Cowdery a remarqué un sens similaire de l’exploration et du jeu au Clothes Exchange. «J’ai été plus expérimental, plus libre, avec des vêtements. Je ne garde pas les choses pour le mieux. Je les porte. Et je ne m’inquiète pas de la taille de l’étiquette », dit-elle.

La fluidité autour du dimensionnement est l’un des plaisirs du shopping d’occasion. Les vendeurs Depop tels que les vêtements Fewell listent la taille huit à 14. Les acheteurs sont encouragés à voir leur taille comme variable. « C’est la grande chose à propos de l’échange », dit Cowdery. Personne ne déprime parce que sa taille ne se fermera pas. « Il suffit de regarder à l’œil nu et de se demander: ‘Est-ce que ça ira?' »

Edwards a fait face à une confrontation similaire avec son goût personnel. La couture demande beaucoup de prise de décision: la couleur et le poids du tissu, la longueur de la robe, la forme des manches. Elle achète du tissu vintage et refaçonne les trouvailles des magasins de charité, mais même ainsi, elle ne pense pas que «la couture est nécessairement la façon la plus durable de s’habiller». Il y a encore l’acquisition de tissus et de matières. Et une tendance à privilégier la fabrication plutôt que le port, de sorte que beaucoup de fabrication continue sans jamais être portée. «Il y a un grand mouvement de mode lente au sein de la communauté de la couture», explique Edwards. « Les gens utilisent leur cachette plutôt que d’acheter de nouvelles choses. »

Le volume de vêtements de toutes sortes – neufs, d’occasion et faits à la main – est difficile. Et la vente de vêtements d’occasion a ses limites. Pour éviter de submerger le marché de l’occasion ou de transmettre le problème à d’autres, y compris aux pays en développement où de nombreux vêtements usagés sont vendus en vrac, d’autres technologies, telles que le recyclage de fibre à fibre , doivent être encouragées.

«Les vêtements sont un moyen de montrer qui je suis, ce que je ressens, ce que je crois», explique Edwards. «C’est un moyen de communiquer avec le monde.
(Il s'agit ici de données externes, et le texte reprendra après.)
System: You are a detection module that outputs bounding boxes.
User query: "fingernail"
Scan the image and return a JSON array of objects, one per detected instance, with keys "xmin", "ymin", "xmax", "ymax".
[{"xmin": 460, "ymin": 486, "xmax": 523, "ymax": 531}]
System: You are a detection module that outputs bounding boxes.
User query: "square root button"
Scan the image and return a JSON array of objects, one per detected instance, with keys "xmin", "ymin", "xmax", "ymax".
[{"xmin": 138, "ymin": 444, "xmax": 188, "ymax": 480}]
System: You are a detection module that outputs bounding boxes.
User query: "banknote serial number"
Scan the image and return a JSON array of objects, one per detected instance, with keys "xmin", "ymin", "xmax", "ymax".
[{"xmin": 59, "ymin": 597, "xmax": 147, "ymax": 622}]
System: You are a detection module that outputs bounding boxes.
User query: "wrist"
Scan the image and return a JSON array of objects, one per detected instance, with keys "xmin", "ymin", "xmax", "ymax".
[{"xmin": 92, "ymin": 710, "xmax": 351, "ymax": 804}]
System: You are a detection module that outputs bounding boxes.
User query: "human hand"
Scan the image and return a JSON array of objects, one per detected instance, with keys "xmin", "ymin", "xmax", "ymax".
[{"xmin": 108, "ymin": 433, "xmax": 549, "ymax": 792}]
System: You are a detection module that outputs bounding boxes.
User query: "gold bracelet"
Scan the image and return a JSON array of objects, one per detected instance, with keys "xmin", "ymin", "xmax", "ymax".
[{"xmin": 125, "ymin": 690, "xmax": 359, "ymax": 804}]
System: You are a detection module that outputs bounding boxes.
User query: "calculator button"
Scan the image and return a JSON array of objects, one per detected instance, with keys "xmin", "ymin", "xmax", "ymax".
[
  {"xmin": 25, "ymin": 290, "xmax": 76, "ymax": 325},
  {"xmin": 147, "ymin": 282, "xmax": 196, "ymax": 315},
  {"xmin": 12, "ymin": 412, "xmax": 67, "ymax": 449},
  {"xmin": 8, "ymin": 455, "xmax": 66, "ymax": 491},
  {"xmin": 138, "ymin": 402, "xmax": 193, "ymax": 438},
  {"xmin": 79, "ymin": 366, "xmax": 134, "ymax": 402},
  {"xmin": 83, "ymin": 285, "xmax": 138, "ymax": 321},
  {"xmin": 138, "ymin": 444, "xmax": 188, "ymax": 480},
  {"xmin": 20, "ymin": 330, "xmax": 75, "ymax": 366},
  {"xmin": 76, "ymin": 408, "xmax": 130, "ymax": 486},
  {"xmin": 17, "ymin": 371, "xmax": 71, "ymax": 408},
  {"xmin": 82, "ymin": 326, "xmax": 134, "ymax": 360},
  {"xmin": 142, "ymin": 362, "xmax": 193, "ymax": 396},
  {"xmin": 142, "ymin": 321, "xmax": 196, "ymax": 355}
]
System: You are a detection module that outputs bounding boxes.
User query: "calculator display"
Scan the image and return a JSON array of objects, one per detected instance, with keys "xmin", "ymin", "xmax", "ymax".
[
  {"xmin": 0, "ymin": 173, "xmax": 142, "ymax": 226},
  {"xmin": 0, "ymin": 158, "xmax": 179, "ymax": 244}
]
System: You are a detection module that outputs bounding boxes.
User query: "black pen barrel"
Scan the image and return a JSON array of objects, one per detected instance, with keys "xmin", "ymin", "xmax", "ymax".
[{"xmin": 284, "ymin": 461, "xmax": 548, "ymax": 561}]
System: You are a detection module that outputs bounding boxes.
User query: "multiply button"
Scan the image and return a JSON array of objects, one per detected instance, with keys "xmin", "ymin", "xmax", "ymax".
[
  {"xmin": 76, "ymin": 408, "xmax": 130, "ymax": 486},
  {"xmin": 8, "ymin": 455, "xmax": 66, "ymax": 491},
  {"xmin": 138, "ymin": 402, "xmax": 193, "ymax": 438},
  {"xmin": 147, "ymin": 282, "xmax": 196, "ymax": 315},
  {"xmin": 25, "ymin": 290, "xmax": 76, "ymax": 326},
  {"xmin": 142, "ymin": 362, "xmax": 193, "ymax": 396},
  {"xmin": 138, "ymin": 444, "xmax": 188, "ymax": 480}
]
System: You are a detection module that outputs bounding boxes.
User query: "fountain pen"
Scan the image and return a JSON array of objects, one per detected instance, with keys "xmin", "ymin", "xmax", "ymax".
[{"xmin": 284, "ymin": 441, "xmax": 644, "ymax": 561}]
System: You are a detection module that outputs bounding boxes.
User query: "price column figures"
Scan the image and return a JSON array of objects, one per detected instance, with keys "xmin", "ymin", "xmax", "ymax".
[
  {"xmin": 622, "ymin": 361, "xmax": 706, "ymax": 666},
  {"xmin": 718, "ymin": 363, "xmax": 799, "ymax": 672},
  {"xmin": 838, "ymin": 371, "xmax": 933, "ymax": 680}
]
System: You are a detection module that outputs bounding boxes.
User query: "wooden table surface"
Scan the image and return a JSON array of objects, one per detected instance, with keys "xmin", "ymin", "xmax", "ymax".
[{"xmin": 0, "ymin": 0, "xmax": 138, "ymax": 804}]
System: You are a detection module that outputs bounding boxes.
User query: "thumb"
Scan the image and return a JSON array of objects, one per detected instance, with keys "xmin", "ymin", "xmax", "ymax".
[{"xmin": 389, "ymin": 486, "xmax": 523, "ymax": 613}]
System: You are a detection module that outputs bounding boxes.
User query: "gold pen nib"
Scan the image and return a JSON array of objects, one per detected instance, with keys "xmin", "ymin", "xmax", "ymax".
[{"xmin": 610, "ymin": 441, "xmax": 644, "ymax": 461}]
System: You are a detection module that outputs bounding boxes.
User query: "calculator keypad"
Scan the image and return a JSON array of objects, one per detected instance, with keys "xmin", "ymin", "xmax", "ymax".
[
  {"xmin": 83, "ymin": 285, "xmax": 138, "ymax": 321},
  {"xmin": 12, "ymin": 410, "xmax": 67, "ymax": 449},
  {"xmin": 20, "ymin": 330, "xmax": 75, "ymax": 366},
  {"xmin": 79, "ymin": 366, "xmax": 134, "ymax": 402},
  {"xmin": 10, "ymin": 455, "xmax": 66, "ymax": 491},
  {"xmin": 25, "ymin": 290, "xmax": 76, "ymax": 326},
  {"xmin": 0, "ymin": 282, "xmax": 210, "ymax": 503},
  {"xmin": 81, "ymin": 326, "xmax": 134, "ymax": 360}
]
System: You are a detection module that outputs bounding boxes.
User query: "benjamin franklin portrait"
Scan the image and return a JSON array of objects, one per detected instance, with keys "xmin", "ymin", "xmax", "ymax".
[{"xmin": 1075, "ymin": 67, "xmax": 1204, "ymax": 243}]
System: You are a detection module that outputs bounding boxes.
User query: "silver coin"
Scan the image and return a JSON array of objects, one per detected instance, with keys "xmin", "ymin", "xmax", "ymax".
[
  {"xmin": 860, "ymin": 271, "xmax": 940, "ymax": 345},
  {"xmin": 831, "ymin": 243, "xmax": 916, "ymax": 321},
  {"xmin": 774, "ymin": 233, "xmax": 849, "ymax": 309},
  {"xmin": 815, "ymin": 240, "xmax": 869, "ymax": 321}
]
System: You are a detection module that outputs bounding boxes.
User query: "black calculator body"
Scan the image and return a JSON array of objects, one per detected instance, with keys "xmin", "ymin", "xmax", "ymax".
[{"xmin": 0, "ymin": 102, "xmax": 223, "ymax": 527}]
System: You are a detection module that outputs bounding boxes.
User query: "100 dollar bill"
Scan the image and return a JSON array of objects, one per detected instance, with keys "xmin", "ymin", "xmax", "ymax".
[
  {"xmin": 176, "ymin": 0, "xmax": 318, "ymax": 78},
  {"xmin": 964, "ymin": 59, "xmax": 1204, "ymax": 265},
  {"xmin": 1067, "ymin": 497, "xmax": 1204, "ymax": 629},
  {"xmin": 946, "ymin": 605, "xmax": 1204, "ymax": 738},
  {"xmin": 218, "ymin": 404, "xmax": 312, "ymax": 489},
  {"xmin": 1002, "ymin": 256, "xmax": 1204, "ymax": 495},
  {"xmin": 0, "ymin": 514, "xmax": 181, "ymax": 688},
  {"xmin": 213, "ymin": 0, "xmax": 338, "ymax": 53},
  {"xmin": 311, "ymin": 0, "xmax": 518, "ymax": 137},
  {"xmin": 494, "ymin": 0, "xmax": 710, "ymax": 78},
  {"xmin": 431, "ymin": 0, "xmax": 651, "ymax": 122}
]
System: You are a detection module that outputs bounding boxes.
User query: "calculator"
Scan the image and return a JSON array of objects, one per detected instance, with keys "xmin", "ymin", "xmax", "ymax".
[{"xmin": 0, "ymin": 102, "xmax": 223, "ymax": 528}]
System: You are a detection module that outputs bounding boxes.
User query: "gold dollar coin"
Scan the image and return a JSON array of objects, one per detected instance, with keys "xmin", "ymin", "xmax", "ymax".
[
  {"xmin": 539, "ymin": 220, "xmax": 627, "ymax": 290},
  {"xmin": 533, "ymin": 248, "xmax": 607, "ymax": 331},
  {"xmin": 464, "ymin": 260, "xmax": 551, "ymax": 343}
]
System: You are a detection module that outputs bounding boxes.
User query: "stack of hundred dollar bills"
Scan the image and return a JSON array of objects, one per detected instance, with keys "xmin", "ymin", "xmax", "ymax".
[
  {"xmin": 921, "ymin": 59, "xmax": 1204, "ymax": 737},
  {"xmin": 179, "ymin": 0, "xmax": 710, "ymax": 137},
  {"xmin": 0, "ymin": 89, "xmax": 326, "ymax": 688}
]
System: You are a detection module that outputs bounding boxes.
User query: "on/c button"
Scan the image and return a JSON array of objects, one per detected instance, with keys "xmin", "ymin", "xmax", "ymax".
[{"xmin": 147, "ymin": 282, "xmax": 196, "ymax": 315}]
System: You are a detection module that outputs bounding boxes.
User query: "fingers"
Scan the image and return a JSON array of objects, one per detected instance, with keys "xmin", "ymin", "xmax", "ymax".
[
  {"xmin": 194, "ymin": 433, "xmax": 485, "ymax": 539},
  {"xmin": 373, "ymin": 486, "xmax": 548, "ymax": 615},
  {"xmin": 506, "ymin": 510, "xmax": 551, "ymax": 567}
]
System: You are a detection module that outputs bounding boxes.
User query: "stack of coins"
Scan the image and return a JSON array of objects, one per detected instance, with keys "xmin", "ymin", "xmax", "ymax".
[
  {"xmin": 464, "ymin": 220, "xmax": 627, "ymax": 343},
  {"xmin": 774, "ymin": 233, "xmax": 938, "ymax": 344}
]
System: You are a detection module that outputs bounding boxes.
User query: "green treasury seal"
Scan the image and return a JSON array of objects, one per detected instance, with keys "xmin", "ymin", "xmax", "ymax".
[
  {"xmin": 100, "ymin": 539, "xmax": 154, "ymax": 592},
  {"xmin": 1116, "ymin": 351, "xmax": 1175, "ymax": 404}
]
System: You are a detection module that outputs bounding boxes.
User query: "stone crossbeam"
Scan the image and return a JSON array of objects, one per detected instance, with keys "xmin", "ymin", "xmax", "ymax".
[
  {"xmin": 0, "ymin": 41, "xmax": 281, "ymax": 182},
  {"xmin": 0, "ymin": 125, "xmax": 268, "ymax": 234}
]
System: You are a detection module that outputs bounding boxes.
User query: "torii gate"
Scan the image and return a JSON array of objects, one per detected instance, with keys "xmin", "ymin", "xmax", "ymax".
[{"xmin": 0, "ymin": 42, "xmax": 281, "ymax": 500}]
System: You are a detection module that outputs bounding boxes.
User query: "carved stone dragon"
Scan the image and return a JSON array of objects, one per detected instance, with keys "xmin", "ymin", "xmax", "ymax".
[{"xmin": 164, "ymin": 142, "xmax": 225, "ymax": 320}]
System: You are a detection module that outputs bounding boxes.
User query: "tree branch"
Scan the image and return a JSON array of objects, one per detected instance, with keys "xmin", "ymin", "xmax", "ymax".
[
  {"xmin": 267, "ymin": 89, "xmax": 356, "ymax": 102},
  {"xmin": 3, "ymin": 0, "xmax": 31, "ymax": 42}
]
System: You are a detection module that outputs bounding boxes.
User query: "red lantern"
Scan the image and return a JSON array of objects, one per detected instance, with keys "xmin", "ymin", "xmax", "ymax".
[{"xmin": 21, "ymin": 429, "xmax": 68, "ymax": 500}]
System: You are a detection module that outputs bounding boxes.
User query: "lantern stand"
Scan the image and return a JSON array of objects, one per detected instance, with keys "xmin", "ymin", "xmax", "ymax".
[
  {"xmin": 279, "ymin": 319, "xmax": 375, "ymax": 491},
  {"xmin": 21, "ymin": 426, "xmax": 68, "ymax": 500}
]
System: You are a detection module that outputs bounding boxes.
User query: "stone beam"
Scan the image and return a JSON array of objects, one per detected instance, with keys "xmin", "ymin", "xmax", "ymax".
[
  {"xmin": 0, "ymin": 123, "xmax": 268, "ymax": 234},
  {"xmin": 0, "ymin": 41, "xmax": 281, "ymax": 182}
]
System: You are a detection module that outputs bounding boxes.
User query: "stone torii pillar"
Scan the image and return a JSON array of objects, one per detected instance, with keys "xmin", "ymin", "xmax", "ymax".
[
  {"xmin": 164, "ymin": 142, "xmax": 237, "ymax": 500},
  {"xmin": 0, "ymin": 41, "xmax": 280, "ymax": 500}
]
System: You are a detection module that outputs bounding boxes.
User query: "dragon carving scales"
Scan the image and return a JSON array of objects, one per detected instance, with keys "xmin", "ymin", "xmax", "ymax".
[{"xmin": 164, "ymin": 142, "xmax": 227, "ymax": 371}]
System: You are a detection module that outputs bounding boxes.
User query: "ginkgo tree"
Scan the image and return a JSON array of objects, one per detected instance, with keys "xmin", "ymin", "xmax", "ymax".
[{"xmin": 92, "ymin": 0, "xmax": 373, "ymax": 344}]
Cela a une réelle valeur sociale, mais cela doit être fait en pleine conscience. »

Alors, que peut faire une personne qui aime les nouveaux vêtements mais qui veut vivre plus durablement? Comme le dit Edwards, si vous passez du temps sur des sites de mode, cela ne prend pas un énorme bond d’imagination ou de volonté pour basculer votre navigateur vers eBay, Depop, thredUP , HEWI Londres ou l’un des nombreux «perturbateurs de revente». Chenoweth dit que « ne pas garder de trucs dans sa garde-robe est important si vous ne le portez pas ». Le don de vêtements les remet en circulation.

Comme le dit Cowdery: «Les vêtements ont une histoire. Si vous portez quelque chose une fois puis jetez-le à la poubelle, il n’y a pas d’histoire. Vous voulez savoir qu’il y a de la vie dans ces choses. »

• Cet article a été modifié le 19 février 2019. Une version antérieure faisait référence à Newbury sous le nom de Newberry. Cela a été corrigé.